For API Contracts, it is useful to mock out the service and assert on the data being passed to them. I find snapshot tests especially useful for this because it will catch all of the changes without needing to remember to add them. Consider an API that has a test written asserting we send the following data...
{
type: "foo",
data: "bar"
}
... but we later add an additional property meta: "verse". If we had written...
expect(request.type).toBe("foo")
expect(request.data).toBe("bar")
...not only is that more verbose than simply making a snapshot but it also wouldn't catch our new property and protect the code from future changes.
Integration Tests are incredibly useful tests in specific situations, they generally take a lot of time to setup properly but have a high level of confidence payoff. When writing frontend code I would expect most integration tests to use snapshots, but that's not always the case.
When writing integration tests you need to find the right balance between controlling/mocking the data and allowing the various units of code your testing to truly interact.
One excellent use case for writing integration tests in React applications is writing tests around using Context in a component. You can supply the provider to the test render and test all of the interactions of the component, asserting that you get the outcomes you'd expect.

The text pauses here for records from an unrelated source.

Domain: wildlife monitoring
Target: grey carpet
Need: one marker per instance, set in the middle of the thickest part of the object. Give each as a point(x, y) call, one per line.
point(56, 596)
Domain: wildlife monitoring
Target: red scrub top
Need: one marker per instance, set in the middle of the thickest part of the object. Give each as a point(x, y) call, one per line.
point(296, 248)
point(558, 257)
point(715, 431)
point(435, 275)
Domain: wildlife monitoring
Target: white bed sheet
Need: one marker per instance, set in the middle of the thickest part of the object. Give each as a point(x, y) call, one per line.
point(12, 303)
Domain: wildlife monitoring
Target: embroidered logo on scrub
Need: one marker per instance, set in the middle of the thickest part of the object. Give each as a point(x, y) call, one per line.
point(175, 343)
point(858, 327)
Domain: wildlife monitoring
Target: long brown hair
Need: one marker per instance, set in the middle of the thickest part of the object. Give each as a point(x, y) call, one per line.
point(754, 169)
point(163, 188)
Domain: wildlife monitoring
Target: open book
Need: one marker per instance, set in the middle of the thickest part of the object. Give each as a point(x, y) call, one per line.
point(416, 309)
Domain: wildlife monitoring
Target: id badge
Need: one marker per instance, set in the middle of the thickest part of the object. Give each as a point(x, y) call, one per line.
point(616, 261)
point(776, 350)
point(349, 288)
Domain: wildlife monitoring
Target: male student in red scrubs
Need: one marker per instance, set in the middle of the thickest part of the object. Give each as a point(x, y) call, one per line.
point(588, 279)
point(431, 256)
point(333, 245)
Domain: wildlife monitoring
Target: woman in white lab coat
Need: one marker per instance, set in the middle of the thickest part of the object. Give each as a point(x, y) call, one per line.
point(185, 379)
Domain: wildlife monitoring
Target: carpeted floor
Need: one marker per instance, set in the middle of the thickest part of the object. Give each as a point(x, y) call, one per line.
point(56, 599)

Another good use of an integration test is high level tests around pages in nextjs. These are tests I would generally shy away from using snapshots on the entire container, instead searching the screen for specific elements or text. In chosen-web I have written some tests that assert on the meta tags provided by each page which allows us to confidently change out our third-party module that is handling that in the future.
Useful for: Verifying Common Flows
Once an app is stable and we have clear expectations it becomes useful to codify those expectations in a series of Acceptance Tests. This reduces the amount of time our QA engineers need to spend constantly regression testing the same user flows. These tests should be defined by our QA engineers and should represent the flows that they are commonly testing. These tests should not be written lightly, they are expensive to maintain because they incorporate all pieces of the puzzle. At my previous employer we used Selenium to drive very specific tests around very specific user flows (ie confirm the user can hit the landing page, navigate to a product detail page, add the item to their cart, etc). These kinds of test catch all sorts of useful bugs like javascript somehow not compiling but they are fairly brittle.
Lighthouse is an incredibly useful tool for web devs to make sure that what we're producing is a delight for our users. It will aid in discovering problems around Performance, PWA, Best Practices, Accessibility and SEO. Most sites on the web actually get fairly poor scores on Lighthouse which is one way we can have an edge over our competitors.
It is important to note that not all pages are created equal. Each site will have different pages that need to see more priority related to performance optimization. It is much more important for the landing page to be fast than any other page, in most cases. I would love to strive for performance scores of 85+ on all pages and well into the 90s for SEO. Lighthouse gives great feedback for proposed changes to improve your scores-- right now most of advice for thechosen.tv is around image delivery.
I recommend always running Lighthouse tests in the Mobile device mode. This causes them to do some throttling and test in a more real-world scenario. If our sites are performing well for mobile devices they should be an incredibly delightful experience on a desktop.